Russia Publishes Erroneous Maps To Keep Foreigners Guessing

Years after the fall of the iron curtain, Russia continues to publish erroneous maps for use by foreigners involved in strategic industries. Bruce Morrow, who formerly worked on oil wells along Lake Samotlor detailed one example for the International Herald Tribune:
From the maps the Russians gave Morrow, he could never really know where he was, a misery for him as an oil engineer at a joint venture between BP and Russian investors. The latitude and longitude had been blotted out from his maps, and the grid diverged from true north.
"It was like a game," Morrow said of trying to make sense of the officially doctored maps, holdovers from the Cold War era provided by secretive men who worked in a special department of his company.
Attempting to deceive foreigners with fake maps was a common practice during the days of the Soviet Union. During the cold war, government bureaucrats created false statistics and misleading place names. Today, alterations made to maps used by foreigners include shifting the orientations from true north slightly east and using a grid that does not correspond to larger maps.
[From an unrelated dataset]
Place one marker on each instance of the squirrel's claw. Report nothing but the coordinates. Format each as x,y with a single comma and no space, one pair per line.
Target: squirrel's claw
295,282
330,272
Of course, in the internet age, where detailed maps can be accessed with the click of a mouse, it may seem silly to try keep such sites a secret. The Samotlor oil field can be seen on online mapping sites such as Google Earth. If your feeling a little daring, go to 61 degrees 7 minutes north latitude and 76 degrees 45 minutes east longitude. You'll see the lake just north of the City of Nizhnevartovsk.

The secrecy rule over maps is enforced by the Federal Security Service (FSB), a successor to the Soviet KGB. Besides showing Moscow's determination to keep a close reign on Russian oil, some westerners suggest that there are other motivations for Russia's map secrecy rules:
  • They serve as a subtle trade barrier, encouraging foreign companies to seek out Russian partners.
  • They provide jobs for hundreds of cartographers that have the proper security clearance. The cartographers are employed translating between real and fake coordinates.
  • They keep key management jobs occupied by Russians, whom some suggest are more susceptible to pressure from the authorities.
Remarking on the futility of trying to keep such secrets in the internet age, Yevgenia Albats, author of a 1994 book on the KGB, told the Herald-Tribune, "The FSB knows about Google Earth as well as anybody," she said. "This does not have anything to do with national security. It's about control of the cash flow."